Of course 'and yet...'.  No man has ever been content or satisfied with just one woman, as remarkable as she might be; and Harry was no different. The itch had always been there, never absent, and while his dreams of sexual adventures became more and more insistent, he demurred.  Dishonesty  - a harsher, more accurate term for infidelity - was not something with which he was comfortable. 

There was Dina from Accounting and Marfa Parsons, available, increasingly worried young women in their early thirties whose biological clocks were ticking and whose libidos were on high alert; and he fell off the wagon, and met Dina every Saturday in her South Side apartment for two bottles of champagne and a long morning of lovemaking.  This is what he remembered. This is what sexual encounters were supposed to be about.  No accommodation, nothing casual and incidental, only the inimitable, indescribable sexual purity of it all. 

When his late life affair with Anastasia began, he was expecting nothing less and nothing more, but there was something perplexingly honest about her. Not demanding, for she was an independent woman, but forthright - a sense that liaisons were never indifferent, casual affairs. 

And it was then that the liaison became dangerous, a threat not only to Harry's marriage but to his whole idea of moral certitude.  There were lines that should not and would not be crossed.  But goddamn age!  As he and Phillip Roth well knew, the male pull-by date was a frightening passage.  There was no after-party. 

His wife never suspected, for decades of moral probity and sincere rectitude did not suggest dalliance. And yet he could not be comfortable in his skin.  He was a liar, a traitor, and adulterer, and a breaker of a solemn, anointed marital contract. 

Yet as all men know - and D.H. Lawrence wrote about - there is such a thing as sexual epiphany; uncommon and perhaps a fanciful idea of a frustrated Victorian writer, but all in all, something potent, and dangerous.

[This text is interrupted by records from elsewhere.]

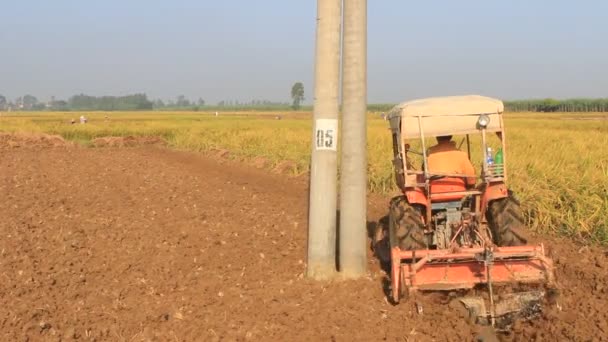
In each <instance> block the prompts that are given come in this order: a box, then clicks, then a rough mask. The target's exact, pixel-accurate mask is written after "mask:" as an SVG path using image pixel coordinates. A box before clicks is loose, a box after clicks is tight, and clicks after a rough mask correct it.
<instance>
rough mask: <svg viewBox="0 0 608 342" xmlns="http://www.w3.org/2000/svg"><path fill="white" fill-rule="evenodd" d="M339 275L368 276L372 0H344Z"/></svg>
mask: <svg viewBox="0 0 608 342" xmlns="http://www.w3.org/2000/svg"><path fill="white" fill-rule="evenodd" d="M342 44H343V47H342V132H341V135H342V144H341V149H342V156H341V157H342V159H341V173H340V234H339V237H340V241H339V248H340V257H339V262H340V272H341V273H342V274H343V275H344V276H345V277H347V278H356V277H359V276H362V275H364V274H365V272H366V269H367V254H366V247H365V242H366V238H367V229H366V225H367V220H366V217H367V142H366V140H367V139H366V136H367V134H366V133H367V132H366V128H367V125H366V117H365V115H366V112H367V0H344V37H343V40H342Z"/></svg>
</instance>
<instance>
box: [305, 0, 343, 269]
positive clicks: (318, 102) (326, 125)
mask: <svg viewBox="0 0 608 342" xmlns="http://www.w3.org/2000/svg"><path fill="white" fill-rule="evenodd" d="M341 9H342V0H317V36H316V51H315V89H314V96H315V98H314V111H313V121H314V122H313V137H312V143H313V144H312V157H311V165H310V204H309V213H308V263H307V272H306V274H307V276H308V277H310V278H313V279H317V280H323V279H329V278H331V277H333V276H334V275H335V274H336V198H337V193H336V192H337V184H336V178H337V147H338V140H337V139H338V110H339V109H338V94H339V86H340V85H339V82H340V81H339V80H340V21H341V20H340V18H341Z"/></svg>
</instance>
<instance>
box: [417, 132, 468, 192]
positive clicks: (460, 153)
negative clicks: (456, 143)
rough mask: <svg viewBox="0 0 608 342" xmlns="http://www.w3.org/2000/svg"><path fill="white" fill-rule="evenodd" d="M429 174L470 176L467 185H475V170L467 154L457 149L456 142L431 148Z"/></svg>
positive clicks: (429, 161)
mask: <svg viewBox="0 0 608 342" xmlns="http://www.w3.org/2000/svg"><path fill="white" fill-rule="evenodd" d="M427 160H428V163H429V172H431V173H433V172H438V173H454V174H461V175H466V176H470V177H467V178H466V183H467V185H471V186H472V185H475V180H476V178H477V177H476V176H475V168H474V167H473V164H471V161H470V160H469V157H468V156H467V154H466V152H463V151H460V150H459V149H458V148H456V143H455V142H454V141H448V142H442V143H439V144H437V145H435V146H432V147H430V148H429V153H428V156H427Z"/></svg>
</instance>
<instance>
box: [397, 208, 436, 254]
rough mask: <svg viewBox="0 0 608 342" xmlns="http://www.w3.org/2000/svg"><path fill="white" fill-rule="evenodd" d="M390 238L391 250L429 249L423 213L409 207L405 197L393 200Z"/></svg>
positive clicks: (416, 209) (412, 249) (418, 210)
mask: <svg viewBox="0 0 608 342" xmlns="http://www.w3.org/2000/svg"><path fill="white" fill-rule="evenodd" d="M389 237H390V243H391V248H392V247H399V248H400V249H402V250H417V249H428V244H427V238H426V236H425V234H424V223H423V222H422V216H421V212H420V211H419V210H417V209H416V208H415V207H413V206H411V205H409V204H408V203H407V199H406V198H405V196H397V197H394V198H393V199H392V200H391V205H390V211H389Z"/></svg>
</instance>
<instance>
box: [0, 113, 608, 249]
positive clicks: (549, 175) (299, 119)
mask: <svg viewBox="0 0 608 342" xmlns="http://www.w3.org/2000/svg"><path fill="white" fill-rule="evenodd" d="M9 114H10V113H9ZM80 114H81V113H74V112H72V113H18V114H10V115H7V113H3V115H2V117H0V131H5V132H43V133H50V134H59V135H61V136H63V137H64V138H66V139H69V140H73V141H77V142H79V143H82V144H83V145H90V141H91V139H93V138H96V137H105V136H128V135H133V136H160V137H162V138H164V139H165V140H166V141H167V142H168V143H169V145H170V146H171V147H173V148H177V149H185V150H192V151H201V152H206V151H210V150H214V149H227V150H229V151H230V152H231V153H230V154H231V155H232V156H234V157H238V158H245V159H247V158H255V157H259V156H261V157H264V158H266V159H267V160H269V161H270V162H271V164H277V163H279V162H281V161H285V160H290V161H293V162H295V163H296V165H297V167H296V170H295V171H294V172H296V173H302V172H306V171H307V169H308V162H309V157H310V145H309V143H310V136H311V120H310V116H309V115H308V114H306V113H300V114H298V115H286V116H285V115H284V116H283V118H282V120H275V119H274V116H275V115H277V114H275V113H234V114H225V113H222V114H221V115H220V116H219V117H215V116H214V115H211V114H210V113H202V112H179V113H159V112H109V113H103V112H96V113H85V115H86V116H87V117H88V118H89V123H88V124H86V125H80V124H76V125H70V124H69V120H70V119H71V118H76V119H77V118H78V117H79V116H80ZM106 116H108V119H106V118H105V117H106ZM368 118H369V119H368V126H369V128H368V162H369V165H368V175H369V189H370V190H371V191H373V192H376V193H381V194H392V193H395V192H396V189H395V187H394V185H393V178H392V177H393V173H392V165H391V159H392V157H391V153H392V152H391V141H390V134H389V131H388V124H387V122H386V121H384V120H382V119H380V118H379V117H378V116H377V115H372V114H370V115H369V116H368ZM505 124H506V127H507V132H506V138H507V154H506V159H507V163H508V172H509V186H510V187H511V188H512V189H513V190H514V191H515V192H516V194H517V196H518V197H519V199H520V200H521V202H522V205H523V207H524V209H525V211H526V213H527V218H528V220H529V225H530V226H531V227H532V228H533V229H534V230H536V231H538V232H544V233H554V234H558V235H566V236H570V237H572V238H575V239H580V240H583V241H594V242H598V243H603V244H608V115H606V114H573V113H563V114H537V113H523V114H522V113H518V114H506V115H505ZM455 140H456V141H459V139H458V138H456V139H455ZM474 143H475V139H473V144H474ZM413 146H416V145H415V144H413ZM473 156H474V158H475V159H476V160H478V161H480V159H479V157H480V153H479V152H478V151H475V150H474V151H473ZM476 165H479V162H476Z"/></svg>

Was it love? Was that old, hackneyed, Petrarchan notion of romantic love behind Lawrence and all men's desire?

Whatever...Harry was a besotted, dumb, irrational lover.  He ate, drank, slept, and thought about Anastasia the whole day long, and could only count the hours until he saw her again. 

None of this is worth noting, men being what they are.  Shakespeare said it best in his Comedies as the likes of Rosalind, Viola, and Portia ran rings around the desperate suitors after their hand in marriage.  Courting is the stuff of melodrama. 

Edward Albee knew that marriage was the crucible of maturity - only in a restrictive marriage is one forced to face one's sexual insecurities, ambitions, and desires. and come out of it whole.  So did Tennessee Williams whose Maggie the Cat and Brick come to some kind of accommodation after years of sexually emotional incest, understand sexuality. 

 

Konstantin Levin, a principal character in Tolstoy's Anna Karenina said that God's infernal irony was to create Man as an intelligent, insightful, creative being, give him only a few decades to live and then to consign him forever to the cold, hard, steppes of eternity, 

Levin should have posted an addendum - men are created with a lifelong interest in women, given only a few short decades to fulfill their desire, but to spend the rest of their life living a frustrated desire. 

The affair between the young  Anastasia and the aging Harry ended as would be expected - a young woman, enticed, intrigued, and satisfied by an older man but with dreams to fulfill; and an older man suddenly cut off from his fountain of youth, left on the curb and faced only with decades, if that, of very pedestrian interests. 

The story ends there.  No one expected it to turn out differently; but it is a minor tragedy nonetheless. 'Better to have loved and lost than never to have loved at all' has its modern reprise.